Anonymous 0 Comments

Well let’s start with what is a watch and what does it do?

A watch on it’s face (ha) is just a device that takes energy and gives you an accurate time. You see the face, which usually has two hands and probably a date, if not other complications.

Inside the watch, you have 3 basic things: a place that stores energy, a thing that vibrates in a certain way and a way of taking those vibrations and driving the hands with them. This vibration is there because that part only vibrates at a specific rate, called a resonant frequency.

In a quartz watch, (the type with a battery) The battery stores the energy, a small piece of quartz vibrates (piezoelectric oscillator if you want to look beyond an ELI5 level) those vibrations are counted by an electric circuit which drives a stepper motor, turning the second hand, and through gears, the minute and hour hands as well as the date ring.

In a mechanical watch, the energy is stored in a spring called the mainspring. The vibrating part is called the balance wheel, a perfectly balanced wheel with a smaller spring that tries to keep it in one place. The spring doesn’t have a lot of force, so if you give the balance wheel a little push, it’ll swing one way, then back the other, and if you give it the same size push every time it turns, it will stay at the same frequency, or rate of vibration. The part that does the pushing is called the escapement. It’s usually a rocking device that allows the escape wheel to advance only a certain amount each vibration (usually 4 or 5 times per second depending on the watch).

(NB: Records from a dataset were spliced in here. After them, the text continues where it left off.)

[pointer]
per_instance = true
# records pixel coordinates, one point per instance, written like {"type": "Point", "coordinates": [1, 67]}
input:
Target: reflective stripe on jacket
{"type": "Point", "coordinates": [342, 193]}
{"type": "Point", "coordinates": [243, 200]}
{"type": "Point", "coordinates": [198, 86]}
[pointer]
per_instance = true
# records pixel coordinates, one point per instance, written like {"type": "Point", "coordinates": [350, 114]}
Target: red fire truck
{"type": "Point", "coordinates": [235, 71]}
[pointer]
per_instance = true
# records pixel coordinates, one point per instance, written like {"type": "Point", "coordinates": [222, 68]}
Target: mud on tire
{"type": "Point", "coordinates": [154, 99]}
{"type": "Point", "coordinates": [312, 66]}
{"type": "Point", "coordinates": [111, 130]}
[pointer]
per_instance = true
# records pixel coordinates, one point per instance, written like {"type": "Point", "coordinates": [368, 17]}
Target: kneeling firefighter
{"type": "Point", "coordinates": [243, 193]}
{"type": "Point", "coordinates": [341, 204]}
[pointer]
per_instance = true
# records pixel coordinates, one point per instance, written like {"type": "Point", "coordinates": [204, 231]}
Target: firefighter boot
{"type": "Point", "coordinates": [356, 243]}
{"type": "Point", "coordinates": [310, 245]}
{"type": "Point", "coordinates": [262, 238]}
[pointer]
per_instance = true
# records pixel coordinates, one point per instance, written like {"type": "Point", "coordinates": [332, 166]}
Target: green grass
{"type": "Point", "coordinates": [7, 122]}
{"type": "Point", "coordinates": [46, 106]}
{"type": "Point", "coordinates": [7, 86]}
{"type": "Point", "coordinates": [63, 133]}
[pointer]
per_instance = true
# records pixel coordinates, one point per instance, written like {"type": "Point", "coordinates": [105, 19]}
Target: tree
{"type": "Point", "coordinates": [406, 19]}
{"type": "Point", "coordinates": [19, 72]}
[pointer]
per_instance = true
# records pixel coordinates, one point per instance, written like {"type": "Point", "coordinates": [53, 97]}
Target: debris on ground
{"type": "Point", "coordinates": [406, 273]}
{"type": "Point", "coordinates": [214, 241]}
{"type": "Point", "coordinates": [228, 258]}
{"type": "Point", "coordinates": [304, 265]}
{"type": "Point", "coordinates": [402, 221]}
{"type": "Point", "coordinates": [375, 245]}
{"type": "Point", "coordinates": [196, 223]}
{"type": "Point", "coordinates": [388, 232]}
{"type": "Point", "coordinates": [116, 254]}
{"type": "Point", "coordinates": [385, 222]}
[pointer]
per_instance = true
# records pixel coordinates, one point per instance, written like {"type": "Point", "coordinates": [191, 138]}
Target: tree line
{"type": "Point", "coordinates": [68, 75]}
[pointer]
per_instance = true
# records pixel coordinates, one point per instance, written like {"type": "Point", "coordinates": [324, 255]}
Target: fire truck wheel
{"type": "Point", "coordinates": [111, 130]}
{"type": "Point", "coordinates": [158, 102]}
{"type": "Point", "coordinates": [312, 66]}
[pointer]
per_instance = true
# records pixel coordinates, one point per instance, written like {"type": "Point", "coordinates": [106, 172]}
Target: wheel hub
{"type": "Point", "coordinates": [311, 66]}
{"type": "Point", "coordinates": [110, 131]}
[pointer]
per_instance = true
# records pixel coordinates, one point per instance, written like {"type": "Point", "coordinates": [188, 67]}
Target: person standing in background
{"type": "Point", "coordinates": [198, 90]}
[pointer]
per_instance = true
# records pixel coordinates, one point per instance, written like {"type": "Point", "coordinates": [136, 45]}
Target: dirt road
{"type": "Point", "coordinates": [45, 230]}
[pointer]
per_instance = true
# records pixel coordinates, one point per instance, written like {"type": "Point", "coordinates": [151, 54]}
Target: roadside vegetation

Now that we have a repeatable, accurate vibration, you attach the hands and other continuous complications to the gears that are doing the pushing, and you have a watch. There are a ton of other complications some high end watches have like Tourbillons, Minute Repeaters, Perpetual Calendars, Chronographs, and Dual Balance Wheels. Grand Seiko even has their weird Spring Drive movement which uses a mainspring to drive a quartz oscillator.

One more thing I’ll add is that for a mechanical watch, you will wind the mainspring by hand. For what’s called an Automatic watch, you can usually wind the mechanism by hand, but the watch has a special piece that can wind the mechanism for you called a rotor. It’s a piece of metal that is weighted on one side so that it spins around as you walk and sway your arms. These can stay wound as long as you wear them for at least an hour a day.

Here are a couple videos to see how the pieces work:

TL;DR Video: [https://www.youtube.com/watch?v=3MUL65-vZHY](https://www.youtube.com/watch?v=3MUL65-vZHY)

More involved old school video: [https://www.youtube.com/watch?v=rL0_vOw6eCc](https://www.youtube.com/watch?v=rL0_vOw6eCc)

Anonymous 0 Comments

With a spring. Mechanical watches have a spring that gets wound up, thus storing energy. As it unwinds, it releases that energy through a series of gears to allow watch to tick at a steady and correct rate. As the spring unwinds, it loses energy, so you have to manually rewind it again periodically to keep it working.